Malam Satu Suro adalah salah satu tradisi yang sangat kental dengan kebudayaan Jawa, terutama di daerah Yogyakarta. Tradisi ini dipercaya memiliki makna dan pantangan yang kuat bagi masyarakat Jawa dan masih dipraktikkan hingga saat ini. Mengutip dari detik.com, malam satu Suro jatuh pada tanggal 1 Muharram, bulan pertama dalam penanggalan Hijriah. Pada tahun 2023 ini, malam satu Suro diperkirakan jatuh pada tanggal 18 Juli 2023.
![]() |
Ilustrasi malam satu Suro (sumber : pexels.com) |
Malam Satu Suro dipercaya memiliki kekuatan mistis dan spiritual yang tinggi. Masyarakat Jawa meyakini bahwa malam ini merupakan peralihan dari tahun yang lama ke tahun yang baru, sehingga dianggap sebagai momen yang sangat sakral. Beberapa tradisi dan pantangan dihubungkan dengan malam ini, yang diyakini akan membawa keberuntungan atau bahaya tergantung pada kepatuhan terhadap tradisi tersebut.
Berikut adalah beberapa tradisi yang biasanya dilakukan oleh masyarakat Yogyakarta dalam menyambut malam satu Suro:
1. Kirab Kebo Bule
Salah satu ritual yang paling terkenal di kalangan masyarakat untuk menyambut malam satu Suro adalah prosesi perarakan hewan kerbau yang dikenal dengan nama Kebo Bule atau Kebo Kiai Slamet.
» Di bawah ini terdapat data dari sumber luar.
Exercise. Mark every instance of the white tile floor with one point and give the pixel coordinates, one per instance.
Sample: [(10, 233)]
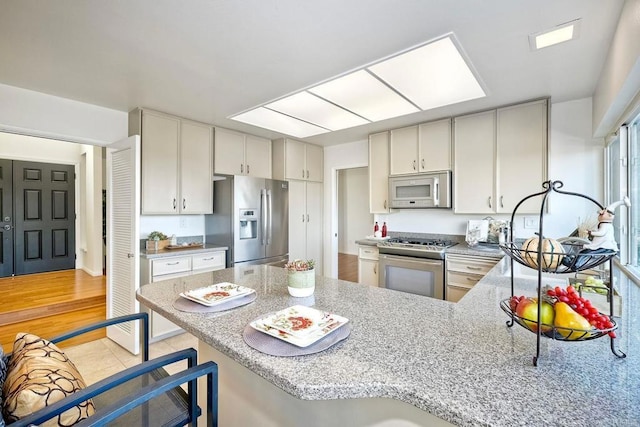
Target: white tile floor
[(99, 359)]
Kebo Bule bukanlah hewan biasa, karena hewan ini memiliki nilai sejarah yang penting sebagai warisan Keraton Surakarta Hadiningrat. Hewan kerbau dengan kulit berwarna putih kemerahan tersebut memiliki ikatan erat dengan masa lalu sebagai hewan kesayangan Paku Buwono II.
2. Mubeng Beteng dan Tapa Bisu
Mubeng Beteng atau juga dikenal sebagai Hajad Kawula Dalem Mubeng Beteng adalah sebuah ritual yang diadakan oleh Keraton Yogyakarta pada malam satu Suro. Tradisi malam satu Suro ini melibatkan perjalanan berjalan kaki mengelilingi dinding benteng Keraton Yogyakarta. Selama menjalani ritual ini, peserta dilarang berbicara atau melakukan tapa bisu. Ritual mubeng beteng ini biasanya dilakukan mulai tengah malam hingga dini hari malam satu Suro. Para abdi dalem dan peserta ritual berjalan kaki sejauh kira-kira lima kilometer mengelilingi benteng Keraton Yogyakarta. Mubeng beteng memiliki makna sebagai upaya manusia untuk mendekatkan diri kepada Tuhan, serta membersihkan dan mengendalikan diri dari segala keinginan duniawi.
3. Sedekah Laut
Ritual sedekah laut dimulai dengan upacara atau perayaan yang diikuti oleh semua penduduk yang mencari nafkah di sekitar pantai. Setelah perayaan selesai, makanan dan tumpukan hasil bumi dibawa oleh penduduk yang mengenakan pakaian adat. Ketika mereka tiba di tepi pantai, seorang tokoh tua atau yang dihormati oleh penduduk sekitar memimpin ritual dengan doa. Dengan menyebarkan bunga dan beberapa persembahan, empat tumpukan kemudian diletakkan di atas kapal nelayan untuk kemudian dibawa ke tengah laut. Makna dari ritual ini adalah ungkapan rasa syukur dan harapan untuk mendapatkan rezeki yang lebih baik di tahun mendatang.